Chapter 4: Feynman Diagrams and Scattering Processes

* Introduction to Feynman diagrams, which represent interactions between particles.
* Example: The Feynman diagram for electron-electron scattering depicts the exchange of a photon.

Chapter 5: Quantum Electrodynamics (QED)

* Detailed treatment of QED, the theory of the electromagnetic interaction between charged particles.
* Example: The QED prediction of the anomalous magnetic moment of the electron has been experimentally verified to high precision.

Chapter 6: The Strong Nuclear Force

* Introduction to quantum chromodynamics (QCD), the theory of the strong nuclear force.
* Example: The confinement property of QCD explains why quarks are only observed in bound states (hadrons).

Chapter 7: The Weak Nuclear Force

* Introduction to the electroweak theory, which unifies the weak and electromagnetic forces.
* Example: The Higgs mechanism gives mass to the W and Z bosons, mediators of the weak force.

Chapter 8: Quantum Field Theory in Curved Spacetime

* Extension of QFT to include gravity.
* Example: The interaction of a scalar field with the gravitational field is described by the Klein-Gordon equation in curved spacetime.

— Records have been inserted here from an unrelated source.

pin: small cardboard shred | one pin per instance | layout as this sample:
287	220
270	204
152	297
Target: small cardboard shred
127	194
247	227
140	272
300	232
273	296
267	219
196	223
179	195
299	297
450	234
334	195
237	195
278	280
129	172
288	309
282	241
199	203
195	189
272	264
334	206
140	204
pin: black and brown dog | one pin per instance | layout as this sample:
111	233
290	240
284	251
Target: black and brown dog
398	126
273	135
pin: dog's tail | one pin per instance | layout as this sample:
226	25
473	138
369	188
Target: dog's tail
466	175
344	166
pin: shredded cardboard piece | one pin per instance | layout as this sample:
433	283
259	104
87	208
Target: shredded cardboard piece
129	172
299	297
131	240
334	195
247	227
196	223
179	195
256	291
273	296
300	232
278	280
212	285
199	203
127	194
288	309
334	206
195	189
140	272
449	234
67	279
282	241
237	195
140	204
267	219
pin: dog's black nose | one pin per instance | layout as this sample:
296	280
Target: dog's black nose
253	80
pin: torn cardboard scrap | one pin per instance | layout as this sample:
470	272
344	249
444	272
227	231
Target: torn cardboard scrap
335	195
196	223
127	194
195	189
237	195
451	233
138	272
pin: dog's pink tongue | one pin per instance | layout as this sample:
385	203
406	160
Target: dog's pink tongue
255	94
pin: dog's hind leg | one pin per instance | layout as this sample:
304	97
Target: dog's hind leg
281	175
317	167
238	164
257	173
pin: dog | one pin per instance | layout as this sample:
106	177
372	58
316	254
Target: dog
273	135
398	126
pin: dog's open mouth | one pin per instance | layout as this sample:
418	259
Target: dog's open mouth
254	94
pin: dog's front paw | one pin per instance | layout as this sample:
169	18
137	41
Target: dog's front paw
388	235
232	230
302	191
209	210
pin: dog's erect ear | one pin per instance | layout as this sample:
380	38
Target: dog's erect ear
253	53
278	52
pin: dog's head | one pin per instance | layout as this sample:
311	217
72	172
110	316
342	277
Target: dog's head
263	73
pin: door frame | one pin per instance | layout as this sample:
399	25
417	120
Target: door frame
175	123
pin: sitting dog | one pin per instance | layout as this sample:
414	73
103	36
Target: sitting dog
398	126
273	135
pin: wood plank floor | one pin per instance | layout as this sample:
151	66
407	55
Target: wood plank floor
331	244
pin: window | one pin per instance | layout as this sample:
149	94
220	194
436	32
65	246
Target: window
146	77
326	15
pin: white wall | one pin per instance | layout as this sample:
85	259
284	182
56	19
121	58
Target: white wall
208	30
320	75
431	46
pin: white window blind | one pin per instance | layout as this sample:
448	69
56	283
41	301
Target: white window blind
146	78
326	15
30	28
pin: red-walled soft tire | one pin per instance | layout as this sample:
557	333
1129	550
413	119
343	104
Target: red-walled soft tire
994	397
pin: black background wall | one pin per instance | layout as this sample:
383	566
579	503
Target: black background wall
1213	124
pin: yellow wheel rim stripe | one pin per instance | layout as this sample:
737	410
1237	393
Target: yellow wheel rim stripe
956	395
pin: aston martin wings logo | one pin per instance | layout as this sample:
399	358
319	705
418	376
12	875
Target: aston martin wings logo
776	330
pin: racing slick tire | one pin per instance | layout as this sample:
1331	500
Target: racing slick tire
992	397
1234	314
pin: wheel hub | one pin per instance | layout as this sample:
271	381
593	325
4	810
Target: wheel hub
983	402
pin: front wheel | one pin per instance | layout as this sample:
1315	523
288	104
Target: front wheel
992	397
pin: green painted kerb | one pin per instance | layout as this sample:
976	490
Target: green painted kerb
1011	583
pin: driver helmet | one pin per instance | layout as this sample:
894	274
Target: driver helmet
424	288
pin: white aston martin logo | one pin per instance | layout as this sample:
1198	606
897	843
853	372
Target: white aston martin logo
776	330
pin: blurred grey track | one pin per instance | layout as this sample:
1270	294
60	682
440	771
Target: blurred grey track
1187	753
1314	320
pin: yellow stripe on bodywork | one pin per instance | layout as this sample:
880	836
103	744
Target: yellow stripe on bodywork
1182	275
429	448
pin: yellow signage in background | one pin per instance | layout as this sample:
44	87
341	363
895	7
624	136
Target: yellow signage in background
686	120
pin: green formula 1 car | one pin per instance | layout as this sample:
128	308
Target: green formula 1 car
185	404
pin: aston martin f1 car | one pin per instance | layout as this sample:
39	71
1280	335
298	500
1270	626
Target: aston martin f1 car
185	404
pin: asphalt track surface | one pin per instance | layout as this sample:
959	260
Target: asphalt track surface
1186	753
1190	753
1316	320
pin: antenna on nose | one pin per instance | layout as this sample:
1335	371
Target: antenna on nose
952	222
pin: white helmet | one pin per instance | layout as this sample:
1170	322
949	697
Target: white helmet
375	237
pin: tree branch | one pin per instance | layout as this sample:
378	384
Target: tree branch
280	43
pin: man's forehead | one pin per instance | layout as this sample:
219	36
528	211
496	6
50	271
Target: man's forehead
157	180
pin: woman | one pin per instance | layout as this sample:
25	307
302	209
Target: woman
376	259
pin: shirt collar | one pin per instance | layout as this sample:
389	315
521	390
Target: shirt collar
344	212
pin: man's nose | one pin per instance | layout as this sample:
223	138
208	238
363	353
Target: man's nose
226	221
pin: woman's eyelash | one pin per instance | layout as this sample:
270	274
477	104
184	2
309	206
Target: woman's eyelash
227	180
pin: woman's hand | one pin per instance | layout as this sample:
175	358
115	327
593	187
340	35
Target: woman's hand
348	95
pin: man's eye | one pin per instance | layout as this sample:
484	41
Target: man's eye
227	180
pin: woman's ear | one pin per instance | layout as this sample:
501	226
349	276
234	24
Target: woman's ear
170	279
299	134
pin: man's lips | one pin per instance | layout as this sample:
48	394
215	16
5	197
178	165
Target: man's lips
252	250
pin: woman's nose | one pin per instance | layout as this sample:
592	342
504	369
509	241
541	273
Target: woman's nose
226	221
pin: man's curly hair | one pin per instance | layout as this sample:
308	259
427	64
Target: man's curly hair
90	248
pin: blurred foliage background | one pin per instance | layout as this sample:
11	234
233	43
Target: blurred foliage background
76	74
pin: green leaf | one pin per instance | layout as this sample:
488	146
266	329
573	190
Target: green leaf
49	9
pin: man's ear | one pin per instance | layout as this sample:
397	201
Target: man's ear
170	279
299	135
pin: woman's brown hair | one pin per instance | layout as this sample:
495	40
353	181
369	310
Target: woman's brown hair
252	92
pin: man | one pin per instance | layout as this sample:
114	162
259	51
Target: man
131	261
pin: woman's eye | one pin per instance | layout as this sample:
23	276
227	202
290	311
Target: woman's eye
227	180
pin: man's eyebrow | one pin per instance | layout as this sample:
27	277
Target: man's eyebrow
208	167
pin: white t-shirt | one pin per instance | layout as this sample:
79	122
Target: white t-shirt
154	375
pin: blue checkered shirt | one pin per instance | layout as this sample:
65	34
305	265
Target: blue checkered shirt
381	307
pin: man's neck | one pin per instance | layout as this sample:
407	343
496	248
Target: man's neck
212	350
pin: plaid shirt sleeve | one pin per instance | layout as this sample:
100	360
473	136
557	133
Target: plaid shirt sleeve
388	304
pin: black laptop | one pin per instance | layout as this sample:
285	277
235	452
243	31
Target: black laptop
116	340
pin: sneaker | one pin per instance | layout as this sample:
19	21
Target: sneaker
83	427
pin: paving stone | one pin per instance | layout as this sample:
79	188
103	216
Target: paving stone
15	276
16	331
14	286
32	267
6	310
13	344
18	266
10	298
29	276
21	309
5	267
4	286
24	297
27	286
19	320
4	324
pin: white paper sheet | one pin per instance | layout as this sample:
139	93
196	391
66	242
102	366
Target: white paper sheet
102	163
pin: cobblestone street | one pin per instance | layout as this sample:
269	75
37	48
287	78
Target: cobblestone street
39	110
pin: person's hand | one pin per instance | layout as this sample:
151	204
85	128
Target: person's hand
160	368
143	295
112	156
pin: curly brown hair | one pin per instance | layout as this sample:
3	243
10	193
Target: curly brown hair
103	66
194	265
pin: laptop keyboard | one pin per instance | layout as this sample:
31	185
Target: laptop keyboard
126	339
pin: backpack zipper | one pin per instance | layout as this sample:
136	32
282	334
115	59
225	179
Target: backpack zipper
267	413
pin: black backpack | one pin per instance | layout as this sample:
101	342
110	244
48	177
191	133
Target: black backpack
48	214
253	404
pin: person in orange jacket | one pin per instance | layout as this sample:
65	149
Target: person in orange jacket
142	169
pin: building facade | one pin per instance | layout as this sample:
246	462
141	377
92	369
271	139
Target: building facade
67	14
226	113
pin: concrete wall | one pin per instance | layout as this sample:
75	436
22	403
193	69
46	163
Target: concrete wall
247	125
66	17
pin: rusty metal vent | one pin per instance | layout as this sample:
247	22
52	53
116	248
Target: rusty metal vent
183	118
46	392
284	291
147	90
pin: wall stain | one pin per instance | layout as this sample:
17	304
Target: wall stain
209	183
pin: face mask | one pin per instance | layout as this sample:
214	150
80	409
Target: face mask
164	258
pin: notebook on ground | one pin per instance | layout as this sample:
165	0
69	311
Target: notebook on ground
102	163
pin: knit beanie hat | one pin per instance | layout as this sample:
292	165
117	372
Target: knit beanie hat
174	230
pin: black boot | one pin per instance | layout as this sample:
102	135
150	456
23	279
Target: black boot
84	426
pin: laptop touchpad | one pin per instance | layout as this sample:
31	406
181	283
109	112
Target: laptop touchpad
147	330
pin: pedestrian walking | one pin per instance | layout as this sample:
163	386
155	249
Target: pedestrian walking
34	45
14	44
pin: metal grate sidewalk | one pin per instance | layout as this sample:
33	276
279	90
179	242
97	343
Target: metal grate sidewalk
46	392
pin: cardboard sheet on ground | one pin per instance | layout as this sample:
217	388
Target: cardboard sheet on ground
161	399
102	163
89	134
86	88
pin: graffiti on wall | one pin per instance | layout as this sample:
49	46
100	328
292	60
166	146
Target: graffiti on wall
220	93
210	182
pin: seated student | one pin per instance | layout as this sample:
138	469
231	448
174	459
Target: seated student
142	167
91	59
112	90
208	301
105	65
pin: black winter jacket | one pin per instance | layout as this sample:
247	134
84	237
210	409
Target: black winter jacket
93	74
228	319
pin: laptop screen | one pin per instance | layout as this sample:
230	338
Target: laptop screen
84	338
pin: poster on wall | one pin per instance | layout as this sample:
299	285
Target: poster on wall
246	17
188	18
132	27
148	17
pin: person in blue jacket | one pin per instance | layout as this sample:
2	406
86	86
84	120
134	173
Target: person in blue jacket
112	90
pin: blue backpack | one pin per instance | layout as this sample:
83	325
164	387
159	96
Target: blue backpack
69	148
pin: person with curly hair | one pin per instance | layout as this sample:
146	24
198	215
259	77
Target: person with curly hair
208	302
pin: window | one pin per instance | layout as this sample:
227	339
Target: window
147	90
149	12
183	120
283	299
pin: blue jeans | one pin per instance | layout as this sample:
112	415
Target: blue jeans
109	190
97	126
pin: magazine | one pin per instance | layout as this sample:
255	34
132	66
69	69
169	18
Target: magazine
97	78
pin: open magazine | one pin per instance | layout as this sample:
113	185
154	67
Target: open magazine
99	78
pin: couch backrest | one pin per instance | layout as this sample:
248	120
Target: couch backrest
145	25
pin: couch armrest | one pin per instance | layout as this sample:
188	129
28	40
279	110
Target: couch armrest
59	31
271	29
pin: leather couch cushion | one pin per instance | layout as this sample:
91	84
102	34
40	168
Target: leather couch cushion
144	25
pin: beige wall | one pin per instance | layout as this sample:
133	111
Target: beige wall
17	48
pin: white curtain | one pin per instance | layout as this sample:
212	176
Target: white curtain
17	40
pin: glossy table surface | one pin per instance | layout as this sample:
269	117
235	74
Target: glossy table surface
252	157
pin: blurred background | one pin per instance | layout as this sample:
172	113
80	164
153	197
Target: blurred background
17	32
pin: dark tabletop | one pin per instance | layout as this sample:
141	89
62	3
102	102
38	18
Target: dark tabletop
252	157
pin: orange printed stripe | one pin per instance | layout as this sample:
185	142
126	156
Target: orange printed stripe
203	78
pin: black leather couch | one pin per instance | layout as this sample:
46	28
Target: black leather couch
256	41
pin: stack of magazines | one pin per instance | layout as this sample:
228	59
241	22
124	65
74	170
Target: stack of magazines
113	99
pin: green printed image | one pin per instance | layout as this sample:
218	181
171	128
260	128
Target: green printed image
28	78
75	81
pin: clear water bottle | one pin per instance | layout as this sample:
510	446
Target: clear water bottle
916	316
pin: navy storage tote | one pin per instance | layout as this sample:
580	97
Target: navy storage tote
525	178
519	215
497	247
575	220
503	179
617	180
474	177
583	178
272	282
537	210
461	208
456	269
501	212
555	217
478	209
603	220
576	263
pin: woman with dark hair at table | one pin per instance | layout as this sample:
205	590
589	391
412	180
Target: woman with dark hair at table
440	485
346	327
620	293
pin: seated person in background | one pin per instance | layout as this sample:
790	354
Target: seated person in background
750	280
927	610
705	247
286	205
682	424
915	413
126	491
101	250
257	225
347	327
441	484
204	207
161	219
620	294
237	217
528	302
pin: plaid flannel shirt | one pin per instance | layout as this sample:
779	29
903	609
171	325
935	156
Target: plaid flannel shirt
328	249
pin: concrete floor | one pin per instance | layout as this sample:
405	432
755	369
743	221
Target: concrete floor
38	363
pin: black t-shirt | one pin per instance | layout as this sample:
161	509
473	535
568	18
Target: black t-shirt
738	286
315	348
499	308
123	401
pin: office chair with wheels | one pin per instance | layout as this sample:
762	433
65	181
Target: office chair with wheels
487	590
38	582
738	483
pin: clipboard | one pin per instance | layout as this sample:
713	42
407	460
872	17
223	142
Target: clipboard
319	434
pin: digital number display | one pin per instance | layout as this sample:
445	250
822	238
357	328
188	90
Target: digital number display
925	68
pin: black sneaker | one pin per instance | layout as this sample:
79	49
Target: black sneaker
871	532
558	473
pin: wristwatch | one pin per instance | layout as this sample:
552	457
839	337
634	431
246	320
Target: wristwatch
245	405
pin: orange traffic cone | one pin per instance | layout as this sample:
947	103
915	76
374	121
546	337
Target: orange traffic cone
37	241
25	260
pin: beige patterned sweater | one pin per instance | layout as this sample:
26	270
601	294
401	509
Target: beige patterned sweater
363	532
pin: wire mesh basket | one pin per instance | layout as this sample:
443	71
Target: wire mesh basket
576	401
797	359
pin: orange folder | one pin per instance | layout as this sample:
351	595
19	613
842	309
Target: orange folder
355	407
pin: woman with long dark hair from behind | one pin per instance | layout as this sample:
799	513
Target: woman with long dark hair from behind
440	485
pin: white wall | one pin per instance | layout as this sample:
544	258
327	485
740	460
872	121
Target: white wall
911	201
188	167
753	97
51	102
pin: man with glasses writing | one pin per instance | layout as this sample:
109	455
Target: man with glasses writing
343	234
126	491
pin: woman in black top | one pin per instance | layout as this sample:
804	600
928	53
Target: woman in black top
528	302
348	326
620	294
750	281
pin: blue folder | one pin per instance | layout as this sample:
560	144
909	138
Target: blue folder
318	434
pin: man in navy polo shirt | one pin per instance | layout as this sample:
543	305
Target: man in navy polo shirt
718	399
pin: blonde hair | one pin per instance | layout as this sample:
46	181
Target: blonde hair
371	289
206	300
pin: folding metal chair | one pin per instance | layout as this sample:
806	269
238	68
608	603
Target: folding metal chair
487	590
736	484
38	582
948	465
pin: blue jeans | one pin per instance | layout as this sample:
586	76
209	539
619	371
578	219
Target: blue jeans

Chapter 9: Effective Field Theories

* Introduction to effective field theories, which describe phenomena at energies below a cut-off scale.
* Example: The Fermi theory of beta decay is an effective field theory describing the weak decay of neutrons.

Chapter 10: Beyond the Standard Model

* Discussion of extensions to the Standard Model, including supersymmetry, dark matter, and extra dimensions.
* Example: Supersymmetry postulates the existence of superpartners for all known particles, such as the squark and the photino.